Current limitations in cardiac tissue engineering revolve around the inability to fully recapitulate the structural organization and mechanical environment of native cardiac tissue. This study aims at developing organized ultrafine fiber scaffolds with improved biocompatibility and architecture in comparison to the traditional fiber scaffolds obtained by solution electrospinning. This is achieved by combining the additive manufacturing of a hydroxyl-functionalized polyester, (poly(hydroxymethylglycolide-co-ε-caprolactone) (pHMGCL), with melt electrospinning writing (MEW). The use of pHMGCL with MEW vastly improves the cellular response to the mechanical anisotropy. Cardiac progenitor cells (CPCs) are able to align more efficiently along the preferential direction of the melt electrospun pHMGCL fiber scaffolds in comparison to electrospun poly(ε-caprolactone)-based scaffolds. Overall, this study describes for the first time that highly ordered microfiber (4.0-7.0 µm) scaffolds based on pHMGCL can be reproducibly generated with MEW and that these scaffolds can support and guide the growth of CPCs and thereby potentially enhance their therapeutic potential.

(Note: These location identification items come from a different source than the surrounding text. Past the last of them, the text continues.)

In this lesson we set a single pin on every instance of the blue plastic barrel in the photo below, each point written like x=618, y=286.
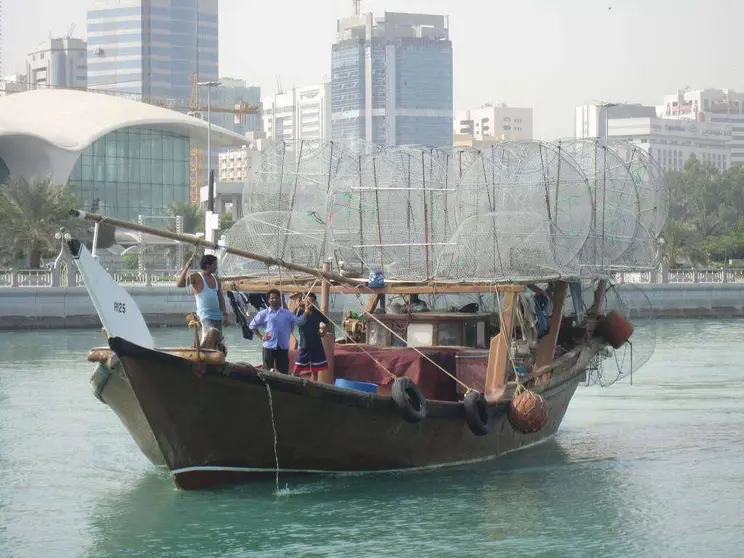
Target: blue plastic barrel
x=366, y=387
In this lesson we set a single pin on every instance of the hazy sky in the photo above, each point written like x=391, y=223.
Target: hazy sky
x=551, y=55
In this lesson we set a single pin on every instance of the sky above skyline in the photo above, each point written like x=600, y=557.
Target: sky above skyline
x=547, y=55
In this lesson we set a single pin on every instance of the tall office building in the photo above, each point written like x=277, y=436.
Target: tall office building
x=391, y=79
x=152, y=47
x=716, y=106
x=303, y=113
x=591, y=121
x=58, y=63
x=230, y=93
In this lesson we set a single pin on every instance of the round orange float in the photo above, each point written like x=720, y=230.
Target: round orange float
x=528, y=412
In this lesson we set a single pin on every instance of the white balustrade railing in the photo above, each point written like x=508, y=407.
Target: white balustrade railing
x=53, y=278
x=166, y=277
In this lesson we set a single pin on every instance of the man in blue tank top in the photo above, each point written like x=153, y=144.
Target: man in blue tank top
x=278, y=322
x=210, y=304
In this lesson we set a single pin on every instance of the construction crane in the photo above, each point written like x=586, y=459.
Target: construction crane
x=196, y=160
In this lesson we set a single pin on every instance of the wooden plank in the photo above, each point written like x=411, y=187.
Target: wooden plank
x=498, y=355
x=263, y=286
x=546, y=345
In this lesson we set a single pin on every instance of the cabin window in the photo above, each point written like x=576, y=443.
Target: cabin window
x=481, y=334
x=377, y=335
x=421, y=335
x=449, y=334
x=399, y=339
x=471, y=334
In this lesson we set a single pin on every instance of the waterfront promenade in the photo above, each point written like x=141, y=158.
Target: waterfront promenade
x=41, y=299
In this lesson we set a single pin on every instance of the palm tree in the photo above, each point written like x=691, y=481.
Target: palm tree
x=31, y=212
x=681, y=242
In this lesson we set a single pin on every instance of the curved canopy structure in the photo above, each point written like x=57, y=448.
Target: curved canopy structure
x=43, y=132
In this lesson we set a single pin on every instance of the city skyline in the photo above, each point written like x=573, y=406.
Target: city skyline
x=543, y=56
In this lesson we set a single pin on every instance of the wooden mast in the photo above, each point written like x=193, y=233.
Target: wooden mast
x=197, y=241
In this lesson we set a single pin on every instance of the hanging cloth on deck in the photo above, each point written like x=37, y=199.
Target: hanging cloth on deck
x=240, y=315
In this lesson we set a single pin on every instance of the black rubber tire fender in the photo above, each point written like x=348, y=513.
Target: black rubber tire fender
x=476, y=413
x=409, y=400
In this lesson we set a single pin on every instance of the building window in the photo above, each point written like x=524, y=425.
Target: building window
x=134, y=172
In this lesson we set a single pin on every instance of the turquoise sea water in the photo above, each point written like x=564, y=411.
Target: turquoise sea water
x=652, y=469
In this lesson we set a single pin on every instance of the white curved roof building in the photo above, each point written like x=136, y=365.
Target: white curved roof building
x=122, y=153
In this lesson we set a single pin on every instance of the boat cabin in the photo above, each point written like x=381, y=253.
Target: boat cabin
x=432, y=329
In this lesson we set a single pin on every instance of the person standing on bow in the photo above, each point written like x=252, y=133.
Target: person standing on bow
x=311, y=357
x=210, y=304
x=278, y=323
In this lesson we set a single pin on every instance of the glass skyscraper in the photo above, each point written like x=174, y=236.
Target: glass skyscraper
x=391, y=80
x=152, y=47
x=132, y=172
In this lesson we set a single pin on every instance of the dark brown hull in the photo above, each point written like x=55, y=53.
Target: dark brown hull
x=217, y=428
x=112, y=387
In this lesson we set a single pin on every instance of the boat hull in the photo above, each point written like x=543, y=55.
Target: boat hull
x=112, y=387
x=217, y=425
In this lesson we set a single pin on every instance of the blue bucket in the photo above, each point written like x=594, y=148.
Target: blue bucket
x=366, y=387
x=521, y=371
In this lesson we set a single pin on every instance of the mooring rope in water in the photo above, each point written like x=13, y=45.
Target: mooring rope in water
x=273, y=426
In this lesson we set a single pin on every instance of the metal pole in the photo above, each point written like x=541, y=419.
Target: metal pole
x=209, y=132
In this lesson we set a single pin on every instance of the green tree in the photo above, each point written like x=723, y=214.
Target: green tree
x=31, y=213
x=704, y=223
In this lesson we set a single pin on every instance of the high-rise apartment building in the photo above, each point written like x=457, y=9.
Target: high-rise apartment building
x=152, y=47
x=672, y=142
x=58, y=63
x=303, y=113
x=391, y=79
x=496, y=121
x=590, y=121
x=715, y=106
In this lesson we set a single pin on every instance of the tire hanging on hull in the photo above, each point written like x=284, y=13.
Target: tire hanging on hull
x=476, y=413
x=409, y=400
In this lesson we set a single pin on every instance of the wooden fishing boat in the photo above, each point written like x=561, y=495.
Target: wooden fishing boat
x=405, y=389
x=450, y=392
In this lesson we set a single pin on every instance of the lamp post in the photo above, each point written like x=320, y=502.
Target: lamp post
x=606, y=107
x=209, y=225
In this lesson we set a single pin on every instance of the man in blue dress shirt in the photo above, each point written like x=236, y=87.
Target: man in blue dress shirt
x=278, y=323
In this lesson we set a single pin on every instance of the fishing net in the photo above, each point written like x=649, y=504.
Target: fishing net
x=615, y=209
x=512, y=212
x=611, y=364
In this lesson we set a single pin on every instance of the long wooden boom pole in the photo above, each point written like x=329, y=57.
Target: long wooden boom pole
x=198, y=241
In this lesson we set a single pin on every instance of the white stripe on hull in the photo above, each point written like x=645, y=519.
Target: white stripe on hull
x=223, y=469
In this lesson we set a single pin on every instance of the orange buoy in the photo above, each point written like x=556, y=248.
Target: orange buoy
x=614, y=329
x=528, y=412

目前心脏组织工程的局限性在于无法完全再现天然心脏组织的结构组织和力学环境。本研究旨在开发具有更好生物相容性和结构的有序超细纤维支架,与传统的溶液静电纺丝获得的纤维支架相比。这是通过将羟基功能化聚酯(聚(羟甲基乙二醇-co-ε-己内酯)(pHMGCL)的增材制造与熔融静电纺丝书写(MEW)相结合来实现的。使用 pHMGCL 与 MEW 极大地改善了细胞对机械各向异性的反应。与基于静电纺丝的聚(ε-己内酯)支架相比,心肌祖细胞(CPCs)能够更有效地沿着熔融静电纺丝 pHMGCL 纤维支架的优先方向排列。总的来说,这项研究首次描述了基于 pHMGCL 的高度有序微纤维(4.0-7.0 µm)支架可以通过 MEW 可重复地生成,并且这些支架可以支持和引导 CPC 的生长,从而有可能增强它们的治疗潜力。